Bir hafta önce T. Özilhan, Aydın Doğan, Rifat Hisarcıklıoğlu (TOBB başkanı) ve Rahmi Koç ile hükümetin etkin bazı bakanları ve Erdoğanın biraraya geldiği bir toplantı düzenlendi. Bu toplantı da böyle alışılmadık müdahale biçimine bir örnektir. Toplantıya hükümeti temsilen Erdoğan dışında dışişleri, adalet, maliye bakanları ve bir devlet bakanı da katıldı. Toplantının gündemi ülke ekonomisinin son durumu idi. Ancak bu toplantıda devletin özellikle son dönem dış politikasının, Iraktaki savaşın tartışıldığı açık.

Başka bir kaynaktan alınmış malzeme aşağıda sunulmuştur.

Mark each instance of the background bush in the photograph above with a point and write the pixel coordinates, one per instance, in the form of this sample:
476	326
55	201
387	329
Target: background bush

Toplantının kamuoyuna duyurulan gündemi olan ekonomi alanında patronların hükümete ilettikleri istekler ise şöyle:
* İstikrar programı gelecek yılları da kapsayacak biçimde genişletilmeli.
* Kapsamlı bir kamu reformu gerçekleştirilmeli.
* Piyasaları rahatsız edecek söylemlerden uzak durulmalı..
* Vergi oranları büyük patronlar için makul düzeye çekilmeli.
* Yerli ve yabancı yatırımların artması için hükümet gerekli önlemleri almalı.
* İş Güvencesi Yasası ve İş Yasası aynı anda yürürlüğe girmeli.
Bu istemlerin esasını İMF programının sıkı bir biçimde uygulanması oluşturuyor. Bu konuda hükümetin herhangi bir tereddüdü olmamasına karşın patronlar böyle bir müdahaleye ihtiyaç duymuşlardır. Bu da patronların hassasiyetine işaret ediyor. Görüşme yeni bir kredi diliminin serbest bırakılabilmesi için hükümetin İMFye vermesi gereken niyet mektubunun imzalanmasının hemen öncesinde gerçekleştirildi. Niyet mektubunun İMFye teslim edilmesi öncesinde uygulanacak ekonomik programın çerçevesini netleştirmek ve bunu Özilhanın ifadesine göre 2006 yılına kadar uzatmak amacı ile yapılan bu toplantının ardından Erdoğanın yaptığı açıklama bu hususlarda bir mutabakat sağlandığını gösteriyor. Erdoğan toplantının olumlu bir havada geçtiğini, hükümetin uygulanacak ekonomik program konusunda kararlı lduğunu söylüyor. Erdoğan ekonomik program ile ilgili verdiği her demeçte bunu ifade ediyor ve ekliyor alınacak her önlem piyasa kuralları çerçevesinde alınacaktır. Bu söylem AKP hükümetinin işlevini, sermayeye hizmetin tüm gereklerini yerine getireceğini yeteri açıklıkla ortaya koyuyor.